Reporting cybercrime is a vital part of keeping regulatory bodies informed as to what everyday internet users are facing. If you need to report a cybercrime go to the ACSC’s ReportCyber page. To report a data breach, use the Notifiable Data Breach form on the Office of the Australian Information Commissioner’s website. Note that you should check the Identifying Eligible Data Breaches guide to assess the breach before reporting. In the future, cybercrime may reach a level that causes mandatory reporting of specific cybercrimes, with fines for users who choose not to cooperate.
For companies, preparing an Incident Response Plan should be a necessary part of any cybercrime risk assessment process.
The plan should include:
- preparing for a cyber incident
- detecting the threat
- assessing the level of threat and impact
- responding to the level of threat
- reviewing the process and improving the incident plan if needed.
It’s also worth being careful what you purchase. For example, of the smart devices on the market, security camera systems rank as the most hacked IoT devices. People want IP cameras; they aren’t prepared to pay top dollar but cheaper cameras are far more vulnerable to attack. Smart hubs and network-attached storage devices are next in line, followed by printers, smart TVs and smartphones. The bottom line is, when you’re tempted by cheap technology, make time to check whether the manufacturer includes any security safeguards.
Government vs Public
As many of us will continue to enter our personal credentials without due care for our intellectual property or privacy, we need to determine our own level of social responsibility. Users prefer convenience over safeguards whether for business or pleasure and that’s not going to change. For some, the fear of intellectual property theft or cost to business is enough to stop investment in smart technology. For others, technodazzle wins over security.

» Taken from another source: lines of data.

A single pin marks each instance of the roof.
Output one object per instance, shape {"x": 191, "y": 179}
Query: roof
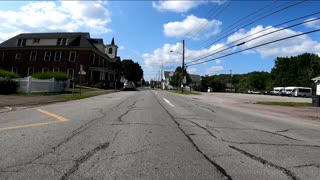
{"x": 195, "y": 77}
{"x": 78, "y": 39}
{"x": 166, "y": 74}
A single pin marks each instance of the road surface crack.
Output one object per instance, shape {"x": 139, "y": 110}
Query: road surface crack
{"x": 307, "y": 165}
{"x": 287, "y": 172}
{"x": 270, "y": 144}
{"x": 83, "y": 159}
{"x": 216, "y": 165}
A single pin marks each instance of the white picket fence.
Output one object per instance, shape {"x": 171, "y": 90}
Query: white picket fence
{"x": 32, "y": 85}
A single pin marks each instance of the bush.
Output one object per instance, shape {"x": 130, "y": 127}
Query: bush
{"x": 8, "y": 86}
{"x": 100, "y": 85}
{"x": 8, "y": 74}
{"x": 48, "y": 75}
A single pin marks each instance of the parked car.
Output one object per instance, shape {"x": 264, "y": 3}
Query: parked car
{"x": 129, "y": 85}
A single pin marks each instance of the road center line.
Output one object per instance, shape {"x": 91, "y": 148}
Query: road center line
{"x": 28, "y": 125}
{"x": 59, "y": 118}
{"x": 167, "y": 101}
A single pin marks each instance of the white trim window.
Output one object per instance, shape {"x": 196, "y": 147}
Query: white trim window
{"x": 57, "y": 56}
{"x": 45, "y": 69}
{"x": 47, "y": 55}
{"x": 14, "y": 69}
{"x": 30, "y": 71}
{"x": 70, "y": 72}
{"x": 21, "y": 42}
{"x": 18, "y": 56}
{"x": 62, "y": 41}
{"x": 36, "y": 41}
{"x": 33, "y": 56}
{"x": 1, "y": 56}
{"x": 72, "y": 56}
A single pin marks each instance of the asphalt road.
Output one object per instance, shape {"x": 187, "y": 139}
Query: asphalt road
{"x": 151, "y": 134}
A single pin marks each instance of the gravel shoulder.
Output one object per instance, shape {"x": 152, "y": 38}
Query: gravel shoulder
{"x": 248, "y": 102}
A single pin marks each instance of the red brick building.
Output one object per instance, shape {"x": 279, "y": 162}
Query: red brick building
{"x": 26, "y": 54}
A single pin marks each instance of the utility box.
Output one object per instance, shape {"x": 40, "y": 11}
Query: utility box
{"x": 316, "y": 101}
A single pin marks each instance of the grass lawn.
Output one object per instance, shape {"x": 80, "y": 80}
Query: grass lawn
{"x": 294, "y": 104}
{"x": 184, "y": 92}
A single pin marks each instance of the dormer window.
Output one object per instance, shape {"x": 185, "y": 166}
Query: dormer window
{"x": 21, "y": 42}
{"x": 36, "y": 41}
{"x": 62, "y": 42}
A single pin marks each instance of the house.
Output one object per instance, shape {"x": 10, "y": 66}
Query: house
{"x": 195, "y": 80}
{"x": 317, "y": 81}
{"x": 166, "y": 78}
{"x": 70, "y": 52}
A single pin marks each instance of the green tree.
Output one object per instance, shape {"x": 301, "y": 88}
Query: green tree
{"x": 132, "y": 71}
{"x": 176, "y": 78}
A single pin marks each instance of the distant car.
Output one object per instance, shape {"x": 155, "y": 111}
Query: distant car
{"x": 129, "y": 85}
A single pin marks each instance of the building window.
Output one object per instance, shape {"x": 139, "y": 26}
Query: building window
{"x": 70, "y": 73}
{"x": 21, "y": 42}
{"x": 18, "y": 56}
{"x": 72, "y": 56}
{"x": 30, "y": 71}
{"x": 47, "y": 55}
{"x": 57, "y": 56}
{"x": 33, "y": 56}
{"x": 1, "y": 56}
{"x": 45, "y": 69}
{"x": 93, "y": 58}
{"x": 14, "y": 69}
{"x": 36, "y": 41}
{"x": 62, "y": 42}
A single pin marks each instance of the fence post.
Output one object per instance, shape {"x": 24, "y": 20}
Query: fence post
{"x": 52, "y": 82}
{"x": 29, "y": 82}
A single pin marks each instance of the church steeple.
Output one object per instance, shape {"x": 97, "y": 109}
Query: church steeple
{"x": 111, "y": 49}
{"x": 112, "y": 41}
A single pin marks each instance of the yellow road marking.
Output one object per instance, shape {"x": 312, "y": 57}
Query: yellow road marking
{"x": 25, "y": 126}
{"x": 59, "y": 118}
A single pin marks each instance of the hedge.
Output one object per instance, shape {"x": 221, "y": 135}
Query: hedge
{"x": 8, "y": 86}
{"x": 8, "y": 74}
{"x": 48, "y": 75}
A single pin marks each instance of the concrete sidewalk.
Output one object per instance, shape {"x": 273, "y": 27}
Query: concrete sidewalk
{"x": 11, "y": 102}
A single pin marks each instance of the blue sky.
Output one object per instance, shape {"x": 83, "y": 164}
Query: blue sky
{"x": 146, "y": 31}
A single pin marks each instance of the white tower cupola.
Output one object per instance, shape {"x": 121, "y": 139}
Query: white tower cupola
{"x": 111, "y": 49}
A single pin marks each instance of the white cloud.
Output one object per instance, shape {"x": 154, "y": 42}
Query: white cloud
{"x": 214, "y": 70}
{"x": 289, "y": 47}
{"x": 313, "y": 24}
{"x": 121, "y": 47}
{"x": 180, "y": 6}
{"x": 46, "y": 16}
{"x": 176, "y": 6}
{"x": 192, "y": 70}
{"x": 193, "y": 27}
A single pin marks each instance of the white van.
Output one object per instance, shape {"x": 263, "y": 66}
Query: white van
{"x": 277, "y": 91}
{"x": 300, "y": 91}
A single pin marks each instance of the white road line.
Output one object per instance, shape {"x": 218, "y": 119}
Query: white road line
{"x": 167, "y": 101}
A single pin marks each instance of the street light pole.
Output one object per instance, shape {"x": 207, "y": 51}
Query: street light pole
{"x": 182, "y": 74}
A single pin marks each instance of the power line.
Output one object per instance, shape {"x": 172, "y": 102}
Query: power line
{"x": 309, "y": 32}
{"x": 239, "y": 44}
{"x": 274, "y": 12}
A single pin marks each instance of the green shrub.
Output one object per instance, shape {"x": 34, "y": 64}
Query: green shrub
{"x": 48, "y": 75}
{"x": 100, "y": 85}
{"x": 8, "y": 86}
{"x": 8, "y": 74}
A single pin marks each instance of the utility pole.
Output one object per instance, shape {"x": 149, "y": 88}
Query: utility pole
{"x": 182, "y": 66}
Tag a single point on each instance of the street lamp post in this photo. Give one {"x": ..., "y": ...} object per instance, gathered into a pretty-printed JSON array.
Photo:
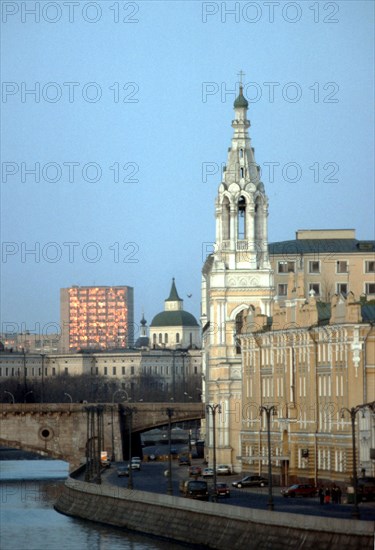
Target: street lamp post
[
  {"x": 352, "y": 412},
  {"x": 170, "y": 413},
  {"x": 130, "y": 411},
  {"x": 113, "y": 457},
  {"x": 213, "y": 409},
  {"x": 12, "y": 396},
  {"x": 42, "y": 391},
  {"x": 269, "y": 410}
]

Maybe we trust that the government will fix cybercrime or our insurance company cover any losses. There’s certainly a grey area over where responsibility for cybercrime protection falls. On the one hand, for critical infrastructure such as power, communications systems and banking, we are tied to government supply chains and laws. On the other hand, most of us outside the IT industry are fairly clueless about how cybercrime works beyond the obvious scam emails, but that doesn’t absolve us of responsibility for our private information.
Then there’s the question of ethics. We hate the idea of the government monitoring our cyberactivity. Remote surveillance feels like a massive invasion of privacy. But if it means that our taxes go towards detecting and preventing online crime, is it worth it? A 2018 Australian study showed that participants strongly felt the need for protection of their privacy. They also had relatively low levels of trust in government data management, believing that the government is not transparent about their methods of data acquisition. The study also showed that respondents felt a relatively low need for surveillance and lacked trust in the government.
In terms of ICT used by Australian Government agencies, the ACSC states that ‘All ICT security products implementing cryptography must use ACSC-approved cryptographic algorithms and ACSC-approved cryptographic protocols.’ Most of us have little idea what that means in any detail, which means we’ll just have to trust that the government websites will safeguard our personal information.
Smart Technology is Here to Stay
As the market for IoT devices, machine learning and artificial intelligence grows, it’s easy to imagine that IoT cyberattacks will increase in tandem. But the fact remains, we crave technology – the smarter the better. Whether the Australian and global governments have the time to put realistic regulations in place remains to be seen. But we need to take responsibility for our own information too. As long as we take the time to put our own safeguards in place, we can have our smart technology and play with it.